2. Compliance, Include External or State Policies or Regulations
When you consult your team, also include the savvy legal staff in order to provide useful guidance on external policies like data protection law, copyright and other regulations concerning the cyberspace. The social media policy is where you want to put guidelines accessible for employees to make sure your social media profile is in compliance with the industry regulation and state law.

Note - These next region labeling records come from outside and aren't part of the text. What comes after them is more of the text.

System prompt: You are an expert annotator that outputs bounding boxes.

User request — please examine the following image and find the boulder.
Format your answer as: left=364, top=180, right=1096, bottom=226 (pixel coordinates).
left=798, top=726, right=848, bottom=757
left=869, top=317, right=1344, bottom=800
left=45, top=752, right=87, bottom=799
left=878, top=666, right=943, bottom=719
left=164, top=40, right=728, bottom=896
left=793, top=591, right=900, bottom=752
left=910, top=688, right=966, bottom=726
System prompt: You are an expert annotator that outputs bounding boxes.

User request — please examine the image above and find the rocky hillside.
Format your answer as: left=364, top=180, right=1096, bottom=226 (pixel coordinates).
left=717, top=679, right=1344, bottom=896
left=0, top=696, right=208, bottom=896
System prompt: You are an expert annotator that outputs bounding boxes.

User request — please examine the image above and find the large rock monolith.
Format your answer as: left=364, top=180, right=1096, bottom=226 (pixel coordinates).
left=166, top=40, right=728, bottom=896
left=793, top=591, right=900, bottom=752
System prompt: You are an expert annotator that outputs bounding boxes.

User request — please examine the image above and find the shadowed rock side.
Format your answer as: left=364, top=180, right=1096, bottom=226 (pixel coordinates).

3. Promote Creativity and Company Culture
Far from limiting your social media efforts, an ideal social media policy is one that promotes a solution-driven culture that encourages innovation and adaptability in the ever-changing digital world. First, you want to integrate your company culture to the policy you want to craft. Next, you want to promote creativity among your social media team that is resilient to drastic changes of the internet.
4. Create Two Policies
It is ideal to have two separate policies: one is to govern employees using social media for the organization and another for employees using their personal social media accounts. The first one is given, but the second one is something that organizations should give extra detail on. For instance, the second policy should discuss what they can and cannot say about the company. Privacy is one issue at stake here, following your brand reputation. Therefore, it is important to guide your employees on how they should use their social media accounts as it can affect your organization.
5. Tackle the Representation of the Organization.
Following the above tip, you probably have seen twitter accounts that include “tweets and contents are my own” on their profile bio. Chances are, these people are following a social media policy. They do not want to associate their tweets from any brand or organization, hence the disclaimer. Representation of the company is one crucial part in your second policy as it will protect your organization and your employee from any trouble.
6. Address Crisis Management
Mistakes are inevitable, but you have all the capacity to contain the damage it could create. In times of trouble, your social media policy should guide you on how to address the issue and manage the problem. When integrating crisis management in your policy book, you should be able to identify how the problems must be handled and by whom.
7. Keep Jargon at the Minimum
Make sure employees can easily understand and relate to the content of your social media policy. Sure, there could be few legalese, but keep it at the minimum or avoid it altogether. If unavoidable, provide a working definition. Note that you want your employees to understand the social media policy well. As such, write it in plain language and provide concrete
A well-wrought social media policy can protect your brand across your enterprise’s channels. By following the above mentioned tips, you can also craft your own that matches your company culture and can effectively secure your business in the event of untoward pitfalls.